If the faults are never pointed out, improvements will never be made. By the same token, if those suggestions fall upon deaf ears, then attendance will shrivel they will just disappear. 

Look at Regions, the potential was there, but all complaints were ignored and now they are dead in the water.


----------



## carlosii (Feb 25, 2007)

rattlinman said:


> If the faults are never pointed out, improvements will never be made. By the same token, if those suggestions fall upon deaf ears, then attendance will shrivel they will just disappear.
> 
> Look at Regions, the potential was there, but all complaints were ignored and now they are dead in the water.


Yeah. I think Richard started with a big pile of money and worked at it until it became a small pile of money.

I really hate that they has so many problems, mostly self inflicted.

I still think there's room for an ASA North organization...probably ASA Midwest as well.


----------



## Kstigall (Feb 24, 2004)

carlosii said:


> Yeah. I think Richard started with a big pile of money and worked at it until it became a small pile of money.
> 
> I really hate that they has so many problems, mostly self inflicted.
> 
> I still think there's room for an ASA North organization...probably ASA Midwest as well.
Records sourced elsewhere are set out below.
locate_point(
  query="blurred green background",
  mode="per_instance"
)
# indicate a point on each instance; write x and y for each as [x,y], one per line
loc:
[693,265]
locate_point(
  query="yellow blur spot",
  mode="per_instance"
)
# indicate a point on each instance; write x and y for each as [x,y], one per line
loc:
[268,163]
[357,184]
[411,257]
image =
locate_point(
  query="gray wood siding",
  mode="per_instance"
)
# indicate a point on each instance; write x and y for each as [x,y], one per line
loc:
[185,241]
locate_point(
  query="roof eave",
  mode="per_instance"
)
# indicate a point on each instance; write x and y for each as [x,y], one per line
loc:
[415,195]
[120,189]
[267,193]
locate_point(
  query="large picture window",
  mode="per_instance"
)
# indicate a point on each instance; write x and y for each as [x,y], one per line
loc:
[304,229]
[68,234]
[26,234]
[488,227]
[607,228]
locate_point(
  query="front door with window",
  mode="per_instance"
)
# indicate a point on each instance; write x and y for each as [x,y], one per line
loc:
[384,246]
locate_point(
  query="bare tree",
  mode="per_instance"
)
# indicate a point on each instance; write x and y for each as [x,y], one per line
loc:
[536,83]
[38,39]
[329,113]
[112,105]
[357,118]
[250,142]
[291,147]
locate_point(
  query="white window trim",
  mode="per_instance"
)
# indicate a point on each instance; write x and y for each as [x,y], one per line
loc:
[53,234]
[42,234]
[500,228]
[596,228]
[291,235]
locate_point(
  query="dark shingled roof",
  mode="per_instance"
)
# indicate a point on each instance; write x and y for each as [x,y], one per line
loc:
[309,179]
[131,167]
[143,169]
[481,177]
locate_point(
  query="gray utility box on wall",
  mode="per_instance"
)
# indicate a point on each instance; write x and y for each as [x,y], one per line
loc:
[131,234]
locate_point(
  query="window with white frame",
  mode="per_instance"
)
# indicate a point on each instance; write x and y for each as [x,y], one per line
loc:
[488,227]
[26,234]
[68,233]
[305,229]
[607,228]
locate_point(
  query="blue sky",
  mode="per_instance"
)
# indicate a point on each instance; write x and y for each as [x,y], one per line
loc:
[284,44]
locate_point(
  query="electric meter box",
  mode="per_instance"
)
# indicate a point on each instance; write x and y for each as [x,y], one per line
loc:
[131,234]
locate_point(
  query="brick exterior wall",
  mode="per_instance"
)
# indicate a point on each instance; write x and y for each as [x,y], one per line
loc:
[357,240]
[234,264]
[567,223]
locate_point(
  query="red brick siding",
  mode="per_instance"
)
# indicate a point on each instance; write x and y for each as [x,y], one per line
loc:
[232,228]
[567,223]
I know Northern Ohio, western Pa and western New York region could support a "division" ASA series of tournaments. Weather wise you wouldn't be able to start nearly as early in the year as south Ala., GA and Tx. But you could have tournaments in April, May, June, July and there would be one Classic located in the northern Ala to Tenn region.


----------



## rattlinman (Dec 30, 2004)

carlosii said:


> Yeah. I think Richard started with a big pile of money and worked at it until it became a small pile of money.
> 
> I really hate that they has so many problems, mostly self inflicted.
> 
> I still think there's room for an ASA North organization...probably ASA Midwest as well.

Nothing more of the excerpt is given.